To expand postoperative residual lungs after pulmonary lobectomy, thoracic drainage with two chest tubes has been recommended. Several studies recently demonstrated that postoperative drainage with one chest tube (PD1) was as safe as that with two chest tubes (PD2). However, most of the patients in those studies underwent lobectomy by standard thoracotomy. Although the number of pulmonary lobectomies by video-assisted thoracic surgery (VATS) has been increasing in recent years, there have been no reports that compared PD1 with PD2 after pulmonary lobectomy, including that by VATS. To elucidate whether postoperative management with PD1 is as safe as that with PD2, we conducted a randomized controlled trial. Lung cancer patients who underwent lobectomies with mediastinal nodal dissection in our hospital were assigned to one of two groups: one chest tube placed in PD1 group and two chest tubes placed in PD2 group. A total of 108 patients were registered in the study. There were no significant differences in the age, gender, pathological stage or histological type between two groups. Since the residual lung expansion was good in both groups, there were no patients who needed thoracentesis. There were no significant differences in the number of cases with pleurodesis, the amount/duration of drainage or the pain of the patients between two groups. In conclusion, since PD1 has advantages in saving cost and time and in low risk of transcutaneous infection, PD1 is appropriate after pulmonary lobectomy by VATS and by open thoracotomy.

Introduction

In order to expand postoperative residual lungs, textbooks recommend that two chest tubes should be placed after pulmonary lobectomy (Dexter and Kohman 1995; Martini and Ginsberg 2002; Shaw and LoCicero 2009). Usually, one chest tube is placed toward apex and another tube placed back to bottom. Air is drained from the apical drain, whereas blood and exudate are drained from the basal one. Theoretically, single tube chest drainage provides less pain and discomfort during drainage compared with double tube drainage, but single tube drainage has the possibility of inadequate chest drainage. Several randomized trials recently demonstrated that there was no significant difference in complications after lobectomy between patients with postoperative drainage using one chest tube (PD1) and patients with postoperative drainage using two chest tubes (PD2) (Gomez-Caro et al. 2006; Pawelczyk et al. 2007; Okur et al. 2009). However, most of the patients in these studies underwent lobectomy by standard thoracotomy. Recently, the number of pulmonary lobectomy by video-assisted thoracic surgery (VATS) has been increasing as less-invasive surgery especially in Japan (Ueda et al. 2008; Kuwano et al. 2012), and the skin incision used for the operation has been getting smaller (Sagawa et al. 2009). PD1 has been sometimes used after pulmonary lobectomy performed by VATS, but there have been no reports that have conclusively proven the appropriate number of chest tubes after VATS lobectomy.

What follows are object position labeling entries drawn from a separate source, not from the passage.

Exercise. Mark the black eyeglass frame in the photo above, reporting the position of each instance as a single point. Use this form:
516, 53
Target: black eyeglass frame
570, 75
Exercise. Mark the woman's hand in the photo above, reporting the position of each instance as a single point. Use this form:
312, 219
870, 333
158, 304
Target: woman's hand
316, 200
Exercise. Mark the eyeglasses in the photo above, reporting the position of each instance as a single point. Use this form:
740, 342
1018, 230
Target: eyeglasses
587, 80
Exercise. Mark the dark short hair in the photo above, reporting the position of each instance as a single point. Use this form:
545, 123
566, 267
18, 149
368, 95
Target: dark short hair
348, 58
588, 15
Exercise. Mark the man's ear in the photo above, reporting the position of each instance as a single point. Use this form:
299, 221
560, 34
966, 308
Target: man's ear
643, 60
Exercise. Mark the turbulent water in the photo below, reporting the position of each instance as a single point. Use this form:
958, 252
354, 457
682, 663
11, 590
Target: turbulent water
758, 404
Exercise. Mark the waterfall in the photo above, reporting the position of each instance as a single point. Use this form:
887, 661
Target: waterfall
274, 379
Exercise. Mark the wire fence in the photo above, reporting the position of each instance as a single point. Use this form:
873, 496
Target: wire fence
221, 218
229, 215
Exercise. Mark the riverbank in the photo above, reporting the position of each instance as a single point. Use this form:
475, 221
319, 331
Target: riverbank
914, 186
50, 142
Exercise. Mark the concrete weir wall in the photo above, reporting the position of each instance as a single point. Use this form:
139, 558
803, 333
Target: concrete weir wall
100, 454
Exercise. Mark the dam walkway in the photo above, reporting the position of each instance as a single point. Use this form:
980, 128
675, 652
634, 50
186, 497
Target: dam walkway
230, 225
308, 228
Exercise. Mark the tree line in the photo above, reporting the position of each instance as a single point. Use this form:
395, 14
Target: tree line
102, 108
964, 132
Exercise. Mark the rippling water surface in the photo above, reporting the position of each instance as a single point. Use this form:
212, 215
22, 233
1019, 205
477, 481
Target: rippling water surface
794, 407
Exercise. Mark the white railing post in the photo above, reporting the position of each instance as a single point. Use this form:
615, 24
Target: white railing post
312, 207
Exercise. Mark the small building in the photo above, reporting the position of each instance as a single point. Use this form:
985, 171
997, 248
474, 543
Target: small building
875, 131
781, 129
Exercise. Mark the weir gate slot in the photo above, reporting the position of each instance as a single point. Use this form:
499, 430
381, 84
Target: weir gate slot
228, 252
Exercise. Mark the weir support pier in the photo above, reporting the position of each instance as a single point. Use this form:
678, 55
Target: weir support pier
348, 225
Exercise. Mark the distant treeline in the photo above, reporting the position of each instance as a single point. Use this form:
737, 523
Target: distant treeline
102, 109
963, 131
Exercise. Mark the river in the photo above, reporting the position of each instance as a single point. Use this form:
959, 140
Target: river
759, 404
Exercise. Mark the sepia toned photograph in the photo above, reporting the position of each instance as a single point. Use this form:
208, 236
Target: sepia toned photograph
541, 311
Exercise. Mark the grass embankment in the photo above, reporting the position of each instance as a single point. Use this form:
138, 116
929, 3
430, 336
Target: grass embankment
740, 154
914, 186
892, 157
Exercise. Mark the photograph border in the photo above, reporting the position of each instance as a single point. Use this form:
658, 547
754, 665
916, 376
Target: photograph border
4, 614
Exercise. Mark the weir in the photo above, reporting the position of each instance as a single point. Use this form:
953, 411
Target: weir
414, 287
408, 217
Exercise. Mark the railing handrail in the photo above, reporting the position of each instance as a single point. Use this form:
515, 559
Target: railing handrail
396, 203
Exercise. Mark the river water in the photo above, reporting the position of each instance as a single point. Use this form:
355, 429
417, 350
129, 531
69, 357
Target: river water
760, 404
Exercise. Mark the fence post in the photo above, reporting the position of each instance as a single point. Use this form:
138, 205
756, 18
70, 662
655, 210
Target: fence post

Therefore, to determine whether PD1 is appropriate in patients after pulmonary lobectomy not only by open thoracotomy but also by VATS, we conducted a randomized controlled trial, and compared the necessity of thoracentesis, amount of drainage fluid, duration of drainage and pain between the patients with PD1 and PD2.

Patients and Methods

Study design

This study was a prospective randomized study to assess whether PD1 after pulmonary lobectomy would be inferior to PD2 or not (non-inferiority trial). This study was approved by the Institutional Review Board of Kanazawa Medical University in November 2008 and was registered in the University Hospital Medical Information Network Clinical Trial Registration (UMIN-CTR), Japan (registration number: UMIN000009661).

Registration and eligibility criteria

Pre-registration was performed before the patient’s operation. The inclusion criteria for pre-registration were as follows: 1) patients who were scheduled to undergo a lobectomy or bilobectomy with mediastinal nodal dissection (dissection should be performed including at least 50% of the whole mediastinal area (The Japan Lung Cancer Society 2010)); 2) age from 20 to 85 years; and 3) written informed consent was provided.

The exclusion criteria were as follows: 1) patients who were scheduled to undergo a pneumonectomy and 2) perioperative massive air leakage or massive bleeding was anticipated.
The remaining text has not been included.